9News, a Colorado NBC affiliate, reported that visitors represented all 50 states and 10 countries. The three-day weekend festival also drew 22 professional builders who specialize in these diminutive designs.
Long lines queued up at houses as small as 100 square feet as people waited their turns to get into buildings big enough for only two or three at a time.
Interest seems to be growing in the tiny house movement, either because buyers want something less expensive than a conventionally sized home or because tiny houses are more attractive environmentally. Appearances by tiny house advocates on Oprah, CNN, and HGTV shows have helped spread the word.
“In the last couple of years there has been a big uptick in the idea of just being free,” said Lane Van Horn, a tiny house builder with Stoke Collective. “There’s been a really big shift to just smaller, more simple living.”
Shedding unnecessary possessions is another draw, but Van Horn admitted the lifestyle isn’t for everyone.
“It’s not as easy as just shifting places,” he told the television station. “It’s a whole lifestyle shift. It’s the whole idea of choosing what you do need and what you don’t need to survive.”
Lots of people are just plain curious
Writing in The New Yorker, Vauhini Vara said that she expected to find thousands of “rabid” evangelists for the tiny-house movement when she attended the jamboree.
“Instead, I found that many of the tens of thousands of people at the jamboree were like me: curiosity-seekers who live in normal-sized houses or apartments and were there, it seemed, mostly to reinforce their own sense that living in tiny houses was sort of weird,” she wrote.
Vara toured a 173-square-foot home designed to house a family of four. In the main room, there was a Murphy bed that retracted into a wall when not in use and another bed in a loft reached by a ladder. Salespeople and builders were enthusiastic, but Vara also touched on two challenges for tiny houses.
One is that many local jurisdictions don’t allow them as permanent living quarters because they are on wheels, and are thus considered to be RVs, or because they don’t meet certain provisions of local building codes.
Just as challenging is a cultural bias in favor of bigger dwellings. In another New Yorker article in 2011, Alec Wilkinson said the rise of the tiny-house movement was based in part on the rhetoric that big houses were wasteful “debtors’ prisons” while little houses were “luxurious” because their owners could live there debt-free and spend more time enjoying themselves.
But, Vara points out, once the U.S. economy began to recover, the size of newly built houses started to go up again. Nearly half of all single-family homes built last year had four or more bedrooms, while the median size was 2,453 square feet.

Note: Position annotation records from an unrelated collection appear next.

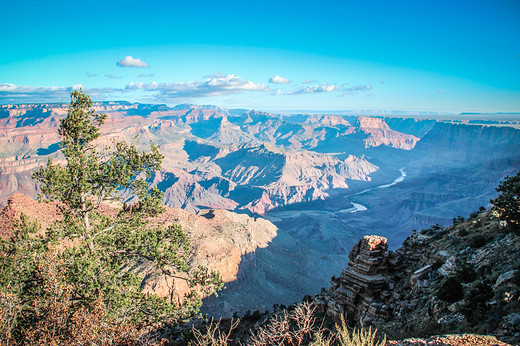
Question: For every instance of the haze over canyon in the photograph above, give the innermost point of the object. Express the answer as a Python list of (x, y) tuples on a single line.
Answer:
[(323, 180)]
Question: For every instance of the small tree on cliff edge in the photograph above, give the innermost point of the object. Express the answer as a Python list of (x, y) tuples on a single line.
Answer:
[(507, 204), (96, 250)]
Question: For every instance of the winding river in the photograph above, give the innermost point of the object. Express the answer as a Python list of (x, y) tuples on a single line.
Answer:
[(290, 214), (359, 207)]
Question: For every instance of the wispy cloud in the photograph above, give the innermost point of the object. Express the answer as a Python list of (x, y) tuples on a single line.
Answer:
[(111, 76), (11, 93), (279, 80), (314, 89), (355, 90), (215, 84), (130, 61)]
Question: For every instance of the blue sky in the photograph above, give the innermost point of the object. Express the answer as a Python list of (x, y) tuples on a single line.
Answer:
[(444, 56)]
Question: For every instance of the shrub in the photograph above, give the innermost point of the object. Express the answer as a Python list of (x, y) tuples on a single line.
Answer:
[(477, 241), (466, 272), (507, 204), (463, 232), (477, 298), (451, 290)]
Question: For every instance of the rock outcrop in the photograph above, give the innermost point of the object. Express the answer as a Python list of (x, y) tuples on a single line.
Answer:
[(358, 291), (459, 279), (219, 240)]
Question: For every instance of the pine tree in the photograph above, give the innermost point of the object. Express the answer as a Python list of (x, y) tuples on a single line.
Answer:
[(95, 249), (507, 204)]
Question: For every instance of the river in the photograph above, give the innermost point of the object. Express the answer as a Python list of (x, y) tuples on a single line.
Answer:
[(290, 214)]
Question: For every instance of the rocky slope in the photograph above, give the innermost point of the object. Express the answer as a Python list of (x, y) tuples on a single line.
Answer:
[(323, 180), (464, 278), (220, 239)]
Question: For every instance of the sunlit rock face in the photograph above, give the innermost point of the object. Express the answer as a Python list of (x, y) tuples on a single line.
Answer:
[(323, 180)]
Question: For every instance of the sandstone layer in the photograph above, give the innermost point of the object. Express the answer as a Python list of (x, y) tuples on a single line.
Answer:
[(219, 239)]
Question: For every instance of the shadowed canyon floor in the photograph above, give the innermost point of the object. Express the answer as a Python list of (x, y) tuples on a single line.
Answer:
[(323, 180)]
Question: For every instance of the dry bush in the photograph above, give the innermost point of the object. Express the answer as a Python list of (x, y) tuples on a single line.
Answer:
[(10, 309), (213, 336), (52, 318), (342, 337), (289, 328)]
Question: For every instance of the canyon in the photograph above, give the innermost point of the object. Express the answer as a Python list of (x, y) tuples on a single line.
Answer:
[(324, 181)]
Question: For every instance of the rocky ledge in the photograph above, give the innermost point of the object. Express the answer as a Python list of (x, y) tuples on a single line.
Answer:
[(460, 279), (219, 240)]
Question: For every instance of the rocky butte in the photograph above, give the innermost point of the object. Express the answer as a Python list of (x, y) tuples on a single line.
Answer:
[(461, 279), (219, 239), (322, 180)]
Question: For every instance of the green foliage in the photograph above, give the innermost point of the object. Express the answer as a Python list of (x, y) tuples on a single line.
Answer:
[(457, 220), (463, 232), (478, 241), (358, 337), (451, 290), (477, 298), (507, 204), (466, 272), (94, 250)]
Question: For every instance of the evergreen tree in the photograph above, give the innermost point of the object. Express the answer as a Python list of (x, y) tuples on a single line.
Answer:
[(95, 250), (507, 204)]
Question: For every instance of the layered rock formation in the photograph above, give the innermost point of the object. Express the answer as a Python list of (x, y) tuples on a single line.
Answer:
[(357, 293), (219, 239), (460, 279)]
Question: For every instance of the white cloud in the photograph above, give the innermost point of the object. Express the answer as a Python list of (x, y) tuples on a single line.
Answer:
[(130, 61), (215, 84), (315, 89), (279, 80), (355, 90)]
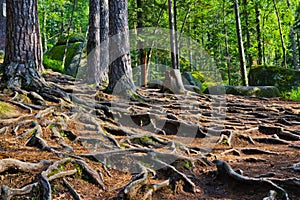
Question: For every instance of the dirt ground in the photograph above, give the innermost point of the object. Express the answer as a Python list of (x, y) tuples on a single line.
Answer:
[(257, 137)]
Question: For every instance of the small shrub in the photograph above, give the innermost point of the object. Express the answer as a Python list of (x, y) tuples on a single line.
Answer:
[(294, 94)]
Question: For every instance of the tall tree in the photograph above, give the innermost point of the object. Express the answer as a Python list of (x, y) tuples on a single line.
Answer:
[(142, 53), (173, 80), (2, 24), (120, 71), (248, 41), (281, 34), (23, 51), (240, 44), (258, 35), (23, 57), (98, 41)]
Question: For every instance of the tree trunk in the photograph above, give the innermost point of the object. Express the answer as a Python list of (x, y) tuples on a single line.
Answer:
[(120, 71), (281, 34), (241, 45), (93, 43), (2, 24), (104, 43), (68, 32), (226, 45), (258, 36), (173, 80), (43, 26), (172, 36), (294, 49), (248, 43), (23, 57), (98, 43), (142, 53)]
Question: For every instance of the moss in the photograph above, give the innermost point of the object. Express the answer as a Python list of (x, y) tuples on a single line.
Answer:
[(6, 110)]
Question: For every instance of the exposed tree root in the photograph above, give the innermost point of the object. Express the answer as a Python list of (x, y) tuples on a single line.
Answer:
[(6, 164), (73, 192), (8, 193), (225, 170)]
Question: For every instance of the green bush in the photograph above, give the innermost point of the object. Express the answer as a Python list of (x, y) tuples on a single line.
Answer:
[(55, 65), (62, 40), (294, 94)]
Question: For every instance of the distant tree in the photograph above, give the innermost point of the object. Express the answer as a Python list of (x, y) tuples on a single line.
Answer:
[(2, 24), (120, 71), (240, 44), (23, 50), (23, 57)]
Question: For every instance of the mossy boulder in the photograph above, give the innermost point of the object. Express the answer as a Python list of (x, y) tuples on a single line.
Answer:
[(54, 58), (7, 110), (284, 79)]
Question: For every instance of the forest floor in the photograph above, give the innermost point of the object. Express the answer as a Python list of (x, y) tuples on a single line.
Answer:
[(164, 146)]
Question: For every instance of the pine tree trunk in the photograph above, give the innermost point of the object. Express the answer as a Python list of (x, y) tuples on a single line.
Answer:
[(120, 71), (98, 41), (294, 49), (226, 45), (258, 36), (248, 43), (142, 53), (2, 25), (104, 43), (281, 34), (23, 57), (241, 45)]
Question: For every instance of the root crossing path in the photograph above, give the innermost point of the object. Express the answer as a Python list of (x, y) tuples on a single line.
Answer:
[(154, 146)]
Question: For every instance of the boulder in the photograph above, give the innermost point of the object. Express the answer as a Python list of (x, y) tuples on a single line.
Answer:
[(155, 84)]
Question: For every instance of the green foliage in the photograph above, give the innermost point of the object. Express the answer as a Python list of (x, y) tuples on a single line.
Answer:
[(284, 79), (57, 53), (55, 65), (62, 40), (294, 94)]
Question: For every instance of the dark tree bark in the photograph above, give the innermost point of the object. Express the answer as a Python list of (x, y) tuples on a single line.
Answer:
[(258, 35), (98, 41), (281, 34), (2, 24), (248, 42), (23, 57), (23, 51), (120, 71), (142, 53), (172, 36), (93, 43), (226, 45), (104, 43), (241, 45), (68, 32), (173, 80)]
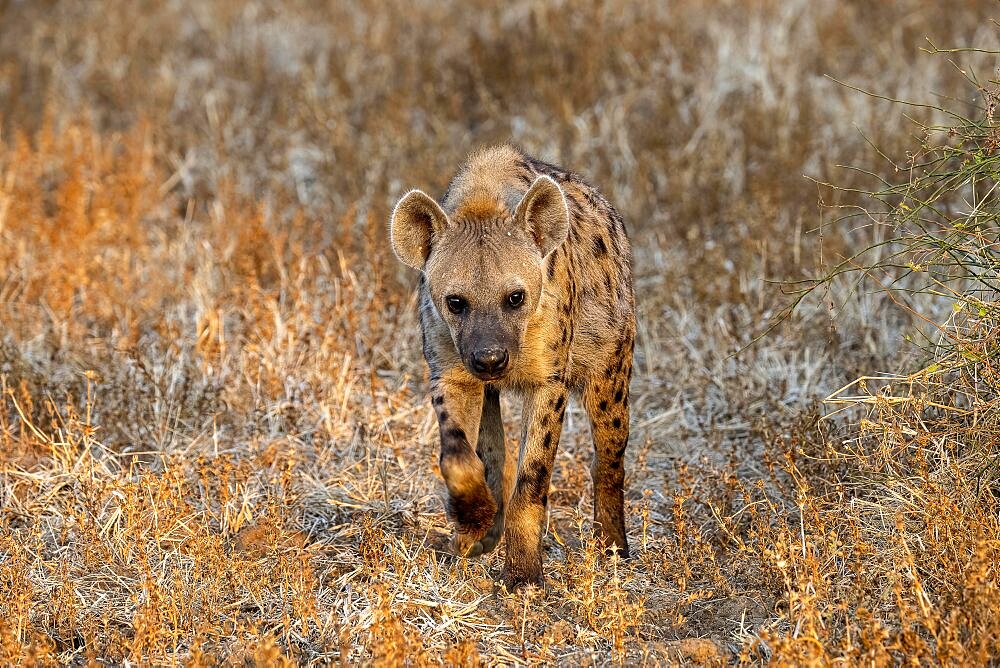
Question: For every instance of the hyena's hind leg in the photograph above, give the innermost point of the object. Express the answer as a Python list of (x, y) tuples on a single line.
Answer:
[(491, 449), (606, 399)]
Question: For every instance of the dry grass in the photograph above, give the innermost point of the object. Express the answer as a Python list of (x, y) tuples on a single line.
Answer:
[(216, 445)]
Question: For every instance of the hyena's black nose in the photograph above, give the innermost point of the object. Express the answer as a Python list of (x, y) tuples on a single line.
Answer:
[(490, 361)]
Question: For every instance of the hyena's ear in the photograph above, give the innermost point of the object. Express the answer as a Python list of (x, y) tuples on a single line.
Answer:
[(415, 220), (544, 214)]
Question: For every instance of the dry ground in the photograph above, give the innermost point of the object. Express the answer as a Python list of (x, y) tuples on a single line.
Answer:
[(216, 444)]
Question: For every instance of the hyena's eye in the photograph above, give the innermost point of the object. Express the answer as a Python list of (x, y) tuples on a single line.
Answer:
[(456, 304)]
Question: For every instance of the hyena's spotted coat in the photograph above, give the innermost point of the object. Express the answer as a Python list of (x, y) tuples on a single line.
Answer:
[(526, 288)]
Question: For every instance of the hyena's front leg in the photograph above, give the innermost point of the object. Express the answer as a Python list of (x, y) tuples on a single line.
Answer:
[(492, 452), (543, 418), (606, 399), (470, 503)]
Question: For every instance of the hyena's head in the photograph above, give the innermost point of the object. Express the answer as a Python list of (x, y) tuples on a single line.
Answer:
[(484, 267)]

Saving money is key, but life can be hard
Maine’s National Public Radio affiliate recently aired a report on Mainers living in tiny houses, including one couple who found it was cheaper to build a tiny house than it was to buy and renovate an old home. Their $75,000 mortgage covered the land, building, and all site work.
Ben and Sarina Speed of Franklin, Maine, lived with their two home-schooled children in a house measuring just 640 square feet, but then expanded it to about 1,000 square feet when it proved too cramped.
“We’re home for huge chunks of the day and we need to play and do our projects and not be right in each others’ faces all the time,” Sarina Speed told MPBN. “I think if I had designed the house slightly differently back when we first built it I wouldn’t necessarily have to add on. But hindsight is 20/20.”
Jake Ryan, a Portland, Maine, architect, gave up living in a tiny house for another reason — missing a sense of community.
“I moved out of my tiny house because it was lonely,” he said. “And I missed people. You know, ‘hermit poet’ only lasts so long.”